Her full name was Ashley Daisy Bell. She had large blue eyes and a permanent half smile that got her into trouble. Sporting rolled up jeans and rumpled shirts, her lilting Midwestern twang was, somehow, both whisper-sweet and boisterous.
During school they passed hastily scrawled notes under the table, followed by hot afternoons of wading in a nearby creek catching snakes. Ashley knew how to grab the tiny ones without getting bitten. Devon, much clumsier, had tried once or twice but the slimy whips had flipped and flopped out of her grasp.
They spent all their summers together, each day ending in a glass of iced fruit punch and glimmering lightning-bugs in the tepid dusk. When boys on bicycles teased them, Ashley straightened up and tossed her hair over one sunburned shoulder as if posing for a Polaroid. She ran with the same boys in the neighborhood and never returned before dark. She tied ropes to their skateboards and screamed with excitement at every bump, even when they ended in skinned knees. It was Ashley who climbed to the top of the trees and who dared anyone brave enough to race her to the end of the slow-moving river. Regardless of the victor she was always the first one to jump in, her summer dress billowing like a cloud in the water.

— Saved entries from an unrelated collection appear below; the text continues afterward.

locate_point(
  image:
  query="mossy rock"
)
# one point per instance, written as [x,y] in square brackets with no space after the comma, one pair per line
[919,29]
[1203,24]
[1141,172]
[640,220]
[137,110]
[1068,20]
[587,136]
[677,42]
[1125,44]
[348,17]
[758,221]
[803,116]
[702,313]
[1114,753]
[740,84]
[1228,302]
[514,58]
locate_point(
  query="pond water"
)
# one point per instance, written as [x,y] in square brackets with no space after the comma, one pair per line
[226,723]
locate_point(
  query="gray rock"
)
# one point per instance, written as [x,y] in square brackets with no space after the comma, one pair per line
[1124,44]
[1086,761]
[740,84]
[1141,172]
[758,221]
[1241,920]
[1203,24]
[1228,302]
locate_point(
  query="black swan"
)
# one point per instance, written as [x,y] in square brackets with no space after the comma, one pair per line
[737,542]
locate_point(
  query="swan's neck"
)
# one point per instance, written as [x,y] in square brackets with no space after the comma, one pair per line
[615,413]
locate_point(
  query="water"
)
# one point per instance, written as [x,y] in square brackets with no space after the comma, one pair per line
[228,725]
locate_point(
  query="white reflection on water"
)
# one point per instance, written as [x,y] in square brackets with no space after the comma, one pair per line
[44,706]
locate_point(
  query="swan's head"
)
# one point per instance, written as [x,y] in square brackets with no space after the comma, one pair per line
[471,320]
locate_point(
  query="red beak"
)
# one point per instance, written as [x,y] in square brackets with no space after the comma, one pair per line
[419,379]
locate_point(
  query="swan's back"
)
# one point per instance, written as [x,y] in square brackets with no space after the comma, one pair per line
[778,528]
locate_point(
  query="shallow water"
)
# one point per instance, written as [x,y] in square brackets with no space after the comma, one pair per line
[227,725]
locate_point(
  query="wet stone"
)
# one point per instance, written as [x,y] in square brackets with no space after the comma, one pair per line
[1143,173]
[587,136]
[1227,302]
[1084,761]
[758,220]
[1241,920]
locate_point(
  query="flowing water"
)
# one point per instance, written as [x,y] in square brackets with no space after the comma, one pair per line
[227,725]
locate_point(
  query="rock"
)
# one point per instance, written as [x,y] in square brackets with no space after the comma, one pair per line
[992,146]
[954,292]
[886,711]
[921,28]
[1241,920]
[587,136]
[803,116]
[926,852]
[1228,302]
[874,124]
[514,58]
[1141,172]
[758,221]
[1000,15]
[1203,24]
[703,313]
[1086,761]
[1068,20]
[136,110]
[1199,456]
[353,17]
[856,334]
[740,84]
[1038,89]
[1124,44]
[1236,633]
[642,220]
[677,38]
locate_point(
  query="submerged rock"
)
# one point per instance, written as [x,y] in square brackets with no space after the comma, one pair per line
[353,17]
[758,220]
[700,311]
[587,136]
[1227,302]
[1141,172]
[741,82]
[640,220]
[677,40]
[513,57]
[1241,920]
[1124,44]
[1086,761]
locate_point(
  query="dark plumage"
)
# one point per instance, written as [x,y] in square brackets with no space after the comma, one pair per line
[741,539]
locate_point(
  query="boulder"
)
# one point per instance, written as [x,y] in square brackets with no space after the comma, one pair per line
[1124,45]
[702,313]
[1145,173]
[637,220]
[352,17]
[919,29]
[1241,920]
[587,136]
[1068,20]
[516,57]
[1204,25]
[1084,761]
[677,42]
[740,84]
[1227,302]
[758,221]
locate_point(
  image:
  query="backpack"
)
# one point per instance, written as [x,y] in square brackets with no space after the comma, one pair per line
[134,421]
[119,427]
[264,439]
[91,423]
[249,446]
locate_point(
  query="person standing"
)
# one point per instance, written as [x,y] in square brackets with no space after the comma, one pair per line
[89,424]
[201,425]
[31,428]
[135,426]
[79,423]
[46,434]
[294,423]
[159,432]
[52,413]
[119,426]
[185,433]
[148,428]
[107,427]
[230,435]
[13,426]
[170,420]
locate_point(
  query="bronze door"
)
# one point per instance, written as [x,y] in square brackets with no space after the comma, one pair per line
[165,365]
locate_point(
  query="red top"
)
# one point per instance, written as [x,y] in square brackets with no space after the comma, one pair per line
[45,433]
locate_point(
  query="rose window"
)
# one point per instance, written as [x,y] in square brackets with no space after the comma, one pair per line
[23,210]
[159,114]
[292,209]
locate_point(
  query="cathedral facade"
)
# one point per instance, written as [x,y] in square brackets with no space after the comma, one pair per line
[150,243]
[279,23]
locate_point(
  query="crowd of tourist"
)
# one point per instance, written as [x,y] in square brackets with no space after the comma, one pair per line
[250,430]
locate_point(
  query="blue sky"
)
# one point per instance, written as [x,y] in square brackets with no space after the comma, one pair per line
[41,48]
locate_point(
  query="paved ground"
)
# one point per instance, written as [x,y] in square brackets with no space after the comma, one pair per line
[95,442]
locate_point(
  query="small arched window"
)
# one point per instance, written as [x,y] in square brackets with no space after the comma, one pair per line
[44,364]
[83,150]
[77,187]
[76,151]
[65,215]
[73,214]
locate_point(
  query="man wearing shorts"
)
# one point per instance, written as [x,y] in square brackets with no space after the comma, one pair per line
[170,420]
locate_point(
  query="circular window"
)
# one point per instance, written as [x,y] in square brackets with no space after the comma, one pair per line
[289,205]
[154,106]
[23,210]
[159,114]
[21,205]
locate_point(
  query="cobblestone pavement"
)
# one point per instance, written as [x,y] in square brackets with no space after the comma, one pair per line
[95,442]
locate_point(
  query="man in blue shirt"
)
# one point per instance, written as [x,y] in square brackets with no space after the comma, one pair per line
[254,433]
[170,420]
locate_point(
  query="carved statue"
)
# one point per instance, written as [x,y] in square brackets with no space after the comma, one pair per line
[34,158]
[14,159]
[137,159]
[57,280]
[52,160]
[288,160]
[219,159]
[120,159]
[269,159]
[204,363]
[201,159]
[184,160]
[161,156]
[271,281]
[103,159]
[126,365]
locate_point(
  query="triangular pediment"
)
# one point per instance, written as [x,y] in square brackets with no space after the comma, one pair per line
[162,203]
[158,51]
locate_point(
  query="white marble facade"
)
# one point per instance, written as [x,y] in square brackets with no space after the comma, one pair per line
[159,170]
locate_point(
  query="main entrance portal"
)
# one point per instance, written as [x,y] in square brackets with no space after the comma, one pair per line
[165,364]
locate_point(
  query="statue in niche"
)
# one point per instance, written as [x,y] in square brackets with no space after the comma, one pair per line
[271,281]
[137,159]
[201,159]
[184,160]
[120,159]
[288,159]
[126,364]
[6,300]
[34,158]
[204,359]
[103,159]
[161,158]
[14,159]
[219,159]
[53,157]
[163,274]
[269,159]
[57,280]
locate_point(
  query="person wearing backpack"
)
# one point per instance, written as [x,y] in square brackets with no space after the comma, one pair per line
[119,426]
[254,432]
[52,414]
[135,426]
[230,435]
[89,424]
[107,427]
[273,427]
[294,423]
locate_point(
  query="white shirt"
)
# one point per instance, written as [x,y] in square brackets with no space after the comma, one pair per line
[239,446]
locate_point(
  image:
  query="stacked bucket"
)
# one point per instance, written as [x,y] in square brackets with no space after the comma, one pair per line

Once childhood gave way to adolescence the dynamics between them changed. Boys, awkward with puberty, flocked to Ashley’s brazen personality and competed for her attention with wild stories and bravado exclusive to the young and naive. Irritated and repulsed by clumsy hand-holding and nervous, sweaty palms, Devon had cherished the time she spent with Ashley alone.
Once Devon reached the end of the driveway she stopped and adjusted her grip on the leather belt to stop the throbbing in her chaffed hand. The yellow house was quiet and unassuming, incongruously peaceful after what had happened there.
If only that confrontation were pure invention born by vivid imagination, and not the tempestuous, chaotic feelings that finally erupted between them in Ashley’s large, lemon-yellow bedroom. If only those devastating consequences had never really happened and Devon’s split lip had resulted from unforgiving concrete, slick from an afternoon storm.
To stop at this house meant acknowledging the metallic taste in her mouth, the insults and the screaming finger-pointing, and the reality that had come between them – but the alternative was a dark street, empty and desolate until the dingy 7-11.
Devon turned and walked the cobblestone pathway to the door that twisted around familiar gnome statues, one of them lying forlornly on its side. For no particular reason other than to stop time, she stooped to fix it. The brightly painted smile seemed garish in the twilight.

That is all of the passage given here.